Chapitre 10

9 5 0
                                    


Le lendemain matin, bien que les deux sœurs se soient "querellées" la veille, Eileen se réveilla sans douleur, preuve qu'Oksana avait passé quelques heures à ses côtés, encore. La jeune femme en fut plus que touchée. Elle avait enfin trouvé quelqu'un prêt à la soutenir.

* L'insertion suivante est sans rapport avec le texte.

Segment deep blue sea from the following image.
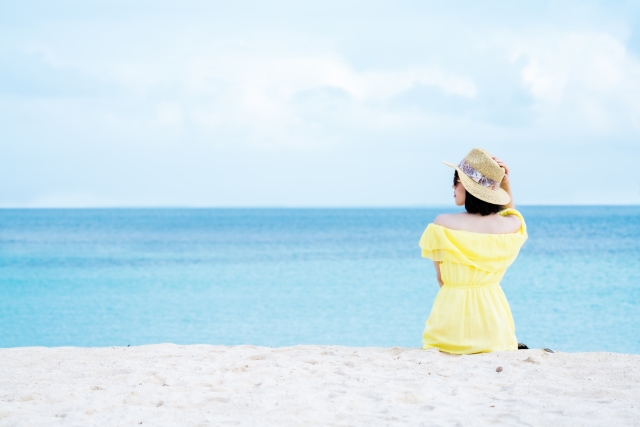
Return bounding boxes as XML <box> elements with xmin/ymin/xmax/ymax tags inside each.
<box><xmin>1</xmin><ymin>207</ymin><xmax>639</xmax><ymax>353</ymax></box>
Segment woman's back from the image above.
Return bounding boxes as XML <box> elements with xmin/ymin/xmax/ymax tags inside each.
<box><xmin>421</xmin><ymin>209</ymin><xmax>528</xmax><ymax>283</ymax></box>
<box><xmin>433</xmin><ymin>211</ymin><xmax>522</xmax><ymax>234</ymax></box>
<box><xmin>420</xmin><ymin>210</ymin><xmax>528</xmax><ymax>354</ymax></box>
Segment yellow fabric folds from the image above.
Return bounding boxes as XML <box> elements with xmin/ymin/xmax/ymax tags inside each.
<box><xmin>419</xmin><ymin>209</ymin><xmax>528</xmax><ymax>354</ymax></box>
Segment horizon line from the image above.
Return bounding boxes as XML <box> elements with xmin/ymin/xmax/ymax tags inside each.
<box><xmin>1</xmin><ymin>204</ymin><xmax>639</xmax><ymax>210</ymax></box>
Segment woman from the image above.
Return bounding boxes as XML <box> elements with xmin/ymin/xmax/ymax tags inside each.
<box><xmin>419</xmin><ymin>148</ymin><xmax>528</xmax><ymax>354</ymax></box>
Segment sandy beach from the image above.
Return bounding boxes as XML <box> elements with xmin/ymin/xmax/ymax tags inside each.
<box><xmin>0</xmin><ymin>344</ymin><xmax>638</xmax><ymax>426</ymax></box>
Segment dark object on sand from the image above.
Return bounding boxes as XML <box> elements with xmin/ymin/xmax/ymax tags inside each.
<box><xmin>496</xmin><ymin>366</ymin><xmax>503</xmax><ymax>372</ymax></box>
<box><xmin>518</xmin><ymin>343</ymin><xmax>529</xmax><ymax>350</ymax></box>
<box><xmin>543</xmin><ymin>348</ymin><xmax>554</xmax><ymax>353</ymax></box>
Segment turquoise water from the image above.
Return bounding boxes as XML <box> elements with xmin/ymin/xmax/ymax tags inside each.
<box><xmin>0</xmin><ymin>207</ymin><xmax>639</xmax><ymax>353</ymax></box>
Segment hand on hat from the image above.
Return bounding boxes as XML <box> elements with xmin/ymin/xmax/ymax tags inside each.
<box><xmin>492</xmin><ymin>156</ymin><xmax>511</xmax><ymax>187</ymax></box>
<box><xmin>492</xmin><ymin>156</ymin><xmax>514</xmax><ymax>208</ymax></box>
<box><xmin>491</xmin><ymin>156</ymin><xmax>509</xmax><ymax>178</ymax></box>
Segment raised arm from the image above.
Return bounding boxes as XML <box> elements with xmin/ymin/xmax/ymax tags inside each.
<box><xmin>492</xmin><ymin>156</ymin><xmax>514</xmax><ymax>209</ymax></box>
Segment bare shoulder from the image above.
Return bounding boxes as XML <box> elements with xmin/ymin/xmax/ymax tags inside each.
<box><xmin>433</xmin><ymin>213</ymin><xmax>467</xmax><ymax>229</ymax></box>
<box><xmin>500</xmin><ymin>213</ymin><xmax>522</xmax><ymax>233</ymax></box>
<box><xmin>435</xmin><ymin>212</ymin><xmax>521</xmax><ymax>234</ymax></box>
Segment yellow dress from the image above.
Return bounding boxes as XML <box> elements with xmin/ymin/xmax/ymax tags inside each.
<box><xmin>419</xmin><ymin>209</ymin><xmax>528</xmax><ymax>354</ymax></box>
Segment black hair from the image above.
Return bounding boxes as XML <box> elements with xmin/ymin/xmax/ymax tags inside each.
<box><xmin>454</xmin><ymin>171</ymin><xmax>502</xmax><ymax>216</ymax></box>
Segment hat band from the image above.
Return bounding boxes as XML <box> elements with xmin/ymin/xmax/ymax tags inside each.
<box><xmin>459</xmin><ymin>159</ymin><xmax>500</xmax><ymax>190</ymax></box>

Cela la fit réfléchir... Quels sacrifices avait dû faire Oksana pour venir la retrouver ? Elle espérait qu'ils ne furent pas trop nombreux, autrement la culpabilité l'achèverait.

Avant de rejoindre les autres dans la pièce à vivre elle croisa Rôn qui l'interpella :

— Bonjour, minaÿ ! Bien dormi ?

Il lui offrit un clin d'œil et l'invita à le suivre.

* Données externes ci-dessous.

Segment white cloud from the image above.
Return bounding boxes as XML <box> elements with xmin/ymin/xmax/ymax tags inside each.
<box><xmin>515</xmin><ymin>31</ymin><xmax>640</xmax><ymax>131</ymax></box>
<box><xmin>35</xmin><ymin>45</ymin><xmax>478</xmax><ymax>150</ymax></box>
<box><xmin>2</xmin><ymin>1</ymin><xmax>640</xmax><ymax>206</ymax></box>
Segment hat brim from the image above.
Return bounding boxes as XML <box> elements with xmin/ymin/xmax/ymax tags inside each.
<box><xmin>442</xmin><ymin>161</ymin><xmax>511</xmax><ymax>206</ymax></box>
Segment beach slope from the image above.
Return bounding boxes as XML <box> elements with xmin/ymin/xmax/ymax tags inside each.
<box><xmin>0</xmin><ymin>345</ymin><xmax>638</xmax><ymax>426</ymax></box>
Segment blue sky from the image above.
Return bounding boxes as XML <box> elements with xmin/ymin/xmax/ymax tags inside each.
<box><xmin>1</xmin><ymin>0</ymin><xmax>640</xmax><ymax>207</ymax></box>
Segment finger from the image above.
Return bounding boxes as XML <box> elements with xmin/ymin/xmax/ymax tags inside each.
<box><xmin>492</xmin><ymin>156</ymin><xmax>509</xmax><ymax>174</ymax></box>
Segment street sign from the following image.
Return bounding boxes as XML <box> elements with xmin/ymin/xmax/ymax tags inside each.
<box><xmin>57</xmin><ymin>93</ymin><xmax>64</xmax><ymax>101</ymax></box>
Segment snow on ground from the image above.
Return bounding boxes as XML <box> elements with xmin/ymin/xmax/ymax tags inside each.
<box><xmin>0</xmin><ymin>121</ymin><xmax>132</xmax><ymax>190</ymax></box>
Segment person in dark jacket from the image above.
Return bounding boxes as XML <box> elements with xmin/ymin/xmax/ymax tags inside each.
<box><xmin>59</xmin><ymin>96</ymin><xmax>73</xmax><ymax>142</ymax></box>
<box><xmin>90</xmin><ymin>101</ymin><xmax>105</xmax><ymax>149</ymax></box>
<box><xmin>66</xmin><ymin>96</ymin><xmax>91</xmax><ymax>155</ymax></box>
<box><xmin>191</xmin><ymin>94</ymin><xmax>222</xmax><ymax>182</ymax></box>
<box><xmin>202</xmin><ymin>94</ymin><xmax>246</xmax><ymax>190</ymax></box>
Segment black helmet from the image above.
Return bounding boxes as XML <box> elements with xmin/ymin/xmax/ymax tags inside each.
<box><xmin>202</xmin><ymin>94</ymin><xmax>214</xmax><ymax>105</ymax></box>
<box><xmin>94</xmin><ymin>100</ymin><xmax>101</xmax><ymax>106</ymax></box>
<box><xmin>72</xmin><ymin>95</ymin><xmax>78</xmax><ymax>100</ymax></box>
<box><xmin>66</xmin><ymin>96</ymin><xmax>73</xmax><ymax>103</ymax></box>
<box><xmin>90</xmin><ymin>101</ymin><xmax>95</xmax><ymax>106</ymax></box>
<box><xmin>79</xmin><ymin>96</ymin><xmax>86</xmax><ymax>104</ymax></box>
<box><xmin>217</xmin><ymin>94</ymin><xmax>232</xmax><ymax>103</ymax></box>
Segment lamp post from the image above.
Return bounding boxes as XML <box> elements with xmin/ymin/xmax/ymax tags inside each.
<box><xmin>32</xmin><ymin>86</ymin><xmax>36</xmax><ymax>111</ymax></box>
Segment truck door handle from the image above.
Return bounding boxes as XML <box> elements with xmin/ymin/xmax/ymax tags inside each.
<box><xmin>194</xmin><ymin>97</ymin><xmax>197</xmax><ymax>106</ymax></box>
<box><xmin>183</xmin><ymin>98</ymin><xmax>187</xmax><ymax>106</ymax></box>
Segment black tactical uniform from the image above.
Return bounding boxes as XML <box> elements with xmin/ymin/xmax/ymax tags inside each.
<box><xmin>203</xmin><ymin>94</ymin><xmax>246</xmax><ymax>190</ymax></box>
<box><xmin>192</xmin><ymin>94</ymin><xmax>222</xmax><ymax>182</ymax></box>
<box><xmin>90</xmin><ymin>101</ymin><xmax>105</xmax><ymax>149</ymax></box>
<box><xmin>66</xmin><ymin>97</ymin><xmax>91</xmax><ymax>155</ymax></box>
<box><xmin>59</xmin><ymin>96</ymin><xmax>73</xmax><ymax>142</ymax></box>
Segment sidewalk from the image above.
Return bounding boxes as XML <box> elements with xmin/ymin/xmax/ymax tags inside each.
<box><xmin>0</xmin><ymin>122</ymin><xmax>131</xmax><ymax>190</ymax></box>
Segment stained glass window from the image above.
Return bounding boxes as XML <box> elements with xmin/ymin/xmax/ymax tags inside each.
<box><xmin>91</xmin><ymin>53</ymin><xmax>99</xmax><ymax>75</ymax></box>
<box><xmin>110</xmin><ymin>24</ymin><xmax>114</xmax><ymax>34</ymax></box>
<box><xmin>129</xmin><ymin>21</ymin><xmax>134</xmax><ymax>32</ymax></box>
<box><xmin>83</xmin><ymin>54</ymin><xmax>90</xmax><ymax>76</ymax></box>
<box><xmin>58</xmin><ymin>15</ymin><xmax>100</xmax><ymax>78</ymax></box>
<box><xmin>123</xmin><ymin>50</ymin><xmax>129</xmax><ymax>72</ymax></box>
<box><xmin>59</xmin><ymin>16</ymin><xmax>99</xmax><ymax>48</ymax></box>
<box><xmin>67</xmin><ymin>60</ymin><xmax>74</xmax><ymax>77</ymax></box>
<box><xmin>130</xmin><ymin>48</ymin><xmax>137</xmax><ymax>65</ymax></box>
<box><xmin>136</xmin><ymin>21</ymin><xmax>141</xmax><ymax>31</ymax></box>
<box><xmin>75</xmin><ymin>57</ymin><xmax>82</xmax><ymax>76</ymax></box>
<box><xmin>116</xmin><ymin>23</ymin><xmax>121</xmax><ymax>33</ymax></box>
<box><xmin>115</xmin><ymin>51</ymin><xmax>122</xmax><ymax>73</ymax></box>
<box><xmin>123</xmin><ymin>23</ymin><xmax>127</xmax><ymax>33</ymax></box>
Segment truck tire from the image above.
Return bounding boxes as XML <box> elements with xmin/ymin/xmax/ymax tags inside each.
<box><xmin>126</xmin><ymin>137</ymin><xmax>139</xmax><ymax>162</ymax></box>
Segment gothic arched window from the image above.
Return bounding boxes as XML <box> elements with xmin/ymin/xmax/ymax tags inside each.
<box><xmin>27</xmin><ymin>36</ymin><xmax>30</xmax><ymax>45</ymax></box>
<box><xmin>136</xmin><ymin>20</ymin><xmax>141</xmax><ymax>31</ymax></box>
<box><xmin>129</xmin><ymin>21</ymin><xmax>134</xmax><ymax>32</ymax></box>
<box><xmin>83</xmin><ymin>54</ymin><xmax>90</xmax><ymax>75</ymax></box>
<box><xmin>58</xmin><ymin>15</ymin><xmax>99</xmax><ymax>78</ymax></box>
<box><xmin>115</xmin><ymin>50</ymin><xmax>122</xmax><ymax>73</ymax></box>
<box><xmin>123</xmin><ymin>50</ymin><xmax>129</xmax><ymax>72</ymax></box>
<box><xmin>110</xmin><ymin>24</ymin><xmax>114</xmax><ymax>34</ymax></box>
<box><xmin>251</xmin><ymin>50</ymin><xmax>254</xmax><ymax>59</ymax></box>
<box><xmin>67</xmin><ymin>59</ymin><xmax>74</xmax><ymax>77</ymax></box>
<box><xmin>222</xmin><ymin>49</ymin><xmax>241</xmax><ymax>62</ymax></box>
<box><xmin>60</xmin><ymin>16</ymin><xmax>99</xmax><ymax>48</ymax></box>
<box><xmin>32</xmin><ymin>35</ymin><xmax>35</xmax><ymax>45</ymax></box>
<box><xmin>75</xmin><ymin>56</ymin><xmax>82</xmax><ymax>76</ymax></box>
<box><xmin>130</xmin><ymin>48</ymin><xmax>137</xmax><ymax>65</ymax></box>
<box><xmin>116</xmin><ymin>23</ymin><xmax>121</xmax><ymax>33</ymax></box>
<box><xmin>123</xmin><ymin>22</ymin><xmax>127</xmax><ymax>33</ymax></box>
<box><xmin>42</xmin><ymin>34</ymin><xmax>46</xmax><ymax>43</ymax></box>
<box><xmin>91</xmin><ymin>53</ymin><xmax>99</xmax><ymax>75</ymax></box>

— Ne m'appelle pas comme ça, bredouilla-t-elle.

— Pourquoi ?

— Je ne suis pas un herma...

— Alors il faut qu'on te trouve un petit surnom tout mignon, spécialement pour toi !

— Ça n'existe pas dans la langue des hermas, bougonna-t-elle.

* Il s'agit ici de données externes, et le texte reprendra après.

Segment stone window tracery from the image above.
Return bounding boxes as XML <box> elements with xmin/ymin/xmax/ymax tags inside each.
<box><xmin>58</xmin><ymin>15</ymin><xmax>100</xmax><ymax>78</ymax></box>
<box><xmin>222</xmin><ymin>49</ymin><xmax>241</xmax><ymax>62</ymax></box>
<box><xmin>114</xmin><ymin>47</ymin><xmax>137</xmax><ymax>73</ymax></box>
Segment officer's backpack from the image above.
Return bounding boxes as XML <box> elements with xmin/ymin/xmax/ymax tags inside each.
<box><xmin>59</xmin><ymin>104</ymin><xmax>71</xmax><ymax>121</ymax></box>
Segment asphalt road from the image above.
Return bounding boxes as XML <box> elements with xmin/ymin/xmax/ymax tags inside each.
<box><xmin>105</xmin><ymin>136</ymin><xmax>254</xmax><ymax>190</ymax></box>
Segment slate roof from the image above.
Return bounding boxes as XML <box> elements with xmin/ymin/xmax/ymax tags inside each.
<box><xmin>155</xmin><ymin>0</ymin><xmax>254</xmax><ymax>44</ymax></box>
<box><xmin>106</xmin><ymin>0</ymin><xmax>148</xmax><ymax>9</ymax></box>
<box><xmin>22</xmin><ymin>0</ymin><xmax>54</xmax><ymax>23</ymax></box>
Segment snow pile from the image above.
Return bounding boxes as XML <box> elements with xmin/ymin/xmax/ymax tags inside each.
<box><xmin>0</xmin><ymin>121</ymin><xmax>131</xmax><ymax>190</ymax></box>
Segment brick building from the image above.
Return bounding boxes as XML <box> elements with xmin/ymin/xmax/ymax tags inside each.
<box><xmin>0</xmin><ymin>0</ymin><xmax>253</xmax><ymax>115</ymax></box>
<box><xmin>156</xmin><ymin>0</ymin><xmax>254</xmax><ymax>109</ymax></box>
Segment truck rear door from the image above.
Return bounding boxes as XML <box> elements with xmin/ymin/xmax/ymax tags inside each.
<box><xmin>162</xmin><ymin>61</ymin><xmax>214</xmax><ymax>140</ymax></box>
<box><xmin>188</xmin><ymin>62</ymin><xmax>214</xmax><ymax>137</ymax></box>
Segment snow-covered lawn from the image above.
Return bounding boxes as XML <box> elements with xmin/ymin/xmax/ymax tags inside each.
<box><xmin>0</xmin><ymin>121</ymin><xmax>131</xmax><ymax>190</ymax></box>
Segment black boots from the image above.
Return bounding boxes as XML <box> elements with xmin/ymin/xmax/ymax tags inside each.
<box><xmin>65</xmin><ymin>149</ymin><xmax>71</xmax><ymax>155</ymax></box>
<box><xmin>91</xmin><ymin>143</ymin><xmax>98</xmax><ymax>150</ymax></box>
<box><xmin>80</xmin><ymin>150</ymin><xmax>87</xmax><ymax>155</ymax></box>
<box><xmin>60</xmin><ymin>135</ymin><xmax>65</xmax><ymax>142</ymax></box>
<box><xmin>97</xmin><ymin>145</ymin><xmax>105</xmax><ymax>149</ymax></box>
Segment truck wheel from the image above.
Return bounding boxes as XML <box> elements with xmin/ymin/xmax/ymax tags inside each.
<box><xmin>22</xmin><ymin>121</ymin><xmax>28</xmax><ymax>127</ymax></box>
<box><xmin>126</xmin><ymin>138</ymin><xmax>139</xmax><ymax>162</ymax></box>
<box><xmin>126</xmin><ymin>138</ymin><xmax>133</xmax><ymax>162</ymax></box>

Il réfléchit en fronçant les sourcils.

— Viens prendre un petit-déjeuner avec nous, ma belle ! l'invita-t-il.

Elle arqua un sourcil et son humeur se troubla. Jamais les hermas n'avaient fait de compliment sur le physique d'un autre puisque de toute manière ils se ressemblaient tous ! Parfois ils se félicitaient pour le maquillage de l'un ou la maison de l'autre en parlant de l'esthétique, mais qu'on la considère elle comme jolie lui réchauffa le cœur. Elle esquissa un timide sourire et Rôn s'écria, avec des gestes théâtraux :

— Wah ! Que dis-je, pas belle, mais magnifique ! Somptueuse !

Il réussit à décrocher un rire chez Eileen, qui pouffa comme une petite fille. Ses joues allaient en rougissant derrière les rosaces magentas et turquoises sur son visage. Il était sincère et c'était cela le plus étonnant... qu'un herma se comporte avec spontanéité et amabilité ne cessait de la surprendre.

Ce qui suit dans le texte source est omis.